Figure 8.

A proposed model for how an α₆GABA_A receptor PAM affects canonical cerebellar circuits and ultimately leads to the restoration of prepulse inhibition. Schemes of the basic circuit of the cerebellar cortex, which consists of molecular, Purkinje and granule layers, (A) before and (B) after treatment with an α₆GABA_A receptor PAM, such as hispidulin or Compound 6. The excitatory (red) and inhibitory (blue) neurons in the cerebellar cortex (the yellow part) that may be involved in the action of α₆GABA_A receptor PAMs, including Golgi cells that form GABAergic synapses onto granule cells, where the α₆GABA_A receptors are located synaptically and extrasynaptically (enlarged squares).
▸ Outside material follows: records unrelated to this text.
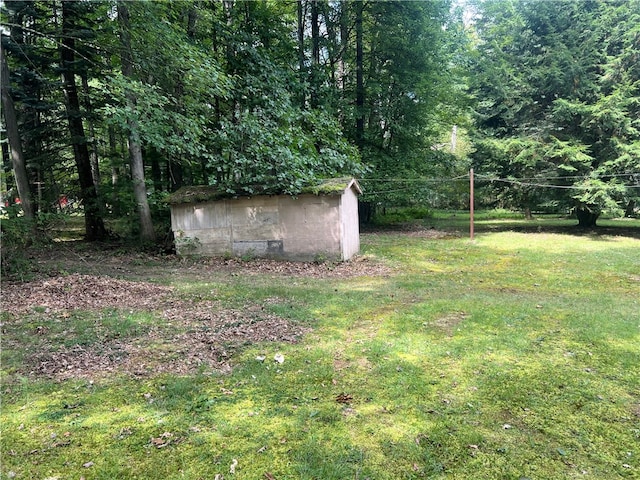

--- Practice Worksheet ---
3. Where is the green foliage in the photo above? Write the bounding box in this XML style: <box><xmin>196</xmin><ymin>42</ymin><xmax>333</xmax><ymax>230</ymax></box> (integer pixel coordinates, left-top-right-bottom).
<box><xmin>0</xmin><ymin>212</ymin><xmax>35</xmax><ymax>277</ymax></box>
<box><xmin>473</xmin><ymin>0</ymin><xmax>640</xmax><ymax>219</ymax></box>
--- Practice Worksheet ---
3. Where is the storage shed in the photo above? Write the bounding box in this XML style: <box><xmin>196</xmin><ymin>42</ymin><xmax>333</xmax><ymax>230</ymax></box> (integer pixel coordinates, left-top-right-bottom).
<box><xmin>169</xmin><ymin>178</ymin><xmax>362</xmax><ymax>261</ymax></box>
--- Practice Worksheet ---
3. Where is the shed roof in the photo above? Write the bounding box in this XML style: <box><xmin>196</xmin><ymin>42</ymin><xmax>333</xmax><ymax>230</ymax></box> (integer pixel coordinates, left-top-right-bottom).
<box><xmin>167</xmin><ymin>177</ymin><xmax>362</xmax><ymax>205</ymax></box>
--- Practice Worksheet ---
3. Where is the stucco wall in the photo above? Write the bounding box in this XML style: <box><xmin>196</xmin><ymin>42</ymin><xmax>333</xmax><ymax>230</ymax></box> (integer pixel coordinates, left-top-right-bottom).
<box><xmin>171</xmin><ymin>189</ymin><xmax>359</xmax><ymax>260</ymax></box>
<box><xmin>340</xmin><ymin>189</ymin><xmax>360</xmax><ymax>260</ymax></box>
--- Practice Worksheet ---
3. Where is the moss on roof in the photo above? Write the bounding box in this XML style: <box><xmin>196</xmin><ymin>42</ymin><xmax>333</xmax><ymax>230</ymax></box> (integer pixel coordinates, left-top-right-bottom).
<box><xmin>167</xmin><ymin>185</ymin><xmax>232</xmax><ymax>205</ymax></box>
<box><xmin>300</xmin><ymin>177</ymin><xmax>362</xmax><ymax>195</ymax></box>
<box><xmin>167</xmin><ymin>177</ymin><xmax>362</xmax><ymax>205</ymax></box>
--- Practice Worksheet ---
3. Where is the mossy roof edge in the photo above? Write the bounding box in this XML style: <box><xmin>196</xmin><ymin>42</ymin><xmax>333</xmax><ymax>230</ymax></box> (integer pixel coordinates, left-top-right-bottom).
<box><xmin>167</xmin><ymin>177</ymin><xmax>362</xmax><ymax>205</ymax></box>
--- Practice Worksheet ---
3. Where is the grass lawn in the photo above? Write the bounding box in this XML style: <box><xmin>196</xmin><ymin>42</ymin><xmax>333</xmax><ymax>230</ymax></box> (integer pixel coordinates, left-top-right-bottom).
<box><xmin>0</xmin><ymin>216</ymin><xmax>640</xmax><ymax>480</ymax></box>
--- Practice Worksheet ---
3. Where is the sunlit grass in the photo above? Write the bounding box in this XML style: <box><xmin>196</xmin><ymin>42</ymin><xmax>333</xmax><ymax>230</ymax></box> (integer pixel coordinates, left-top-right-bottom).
<box><xmin>1</xmin><ymin>220</ymin><xmax>640</xmax><ymax>480</ymax></box>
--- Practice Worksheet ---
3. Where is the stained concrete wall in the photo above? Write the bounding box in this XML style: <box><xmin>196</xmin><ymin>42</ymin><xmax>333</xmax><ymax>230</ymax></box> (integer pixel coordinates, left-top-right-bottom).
<box><xmin>171</xmin><ymin>189</ymin><xmax>360</xmax><ymax>260</ymax></box>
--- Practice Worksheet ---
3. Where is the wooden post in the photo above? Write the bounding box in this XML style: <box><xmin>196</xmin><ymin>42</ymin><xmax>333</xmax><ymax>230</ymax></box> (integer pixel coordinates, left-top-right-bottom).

Granule cells form excitatory synapses on dendrites of PCs and also send feedforward inhibition onto PCs indirectly through GABAergic interneurons such as basket cells (BCs) and stellate cells (SCs). PCs are GABAergic output neurons in the cerebellar cortex, providing an inhibitory control onto the downstream DCN. Thinner lines and lighter colours represent reduced neurotransmission and neuronal activity, respectively, after α₆GABA_A receptor PAM treatment. α₆GABA_A receptor PAMs act by enhancing Golgi‐GABAergic transmission to granule cells, which then decreases PC activity as a result of the attenuated excitatory inputs from granule cells and this sequence of events ultimately decreases the inhibitory output from the cerebellar cortex. This will activate the DCN, to increase dopamine levels in the PFC, leading to the restoration of prepulse inhibition.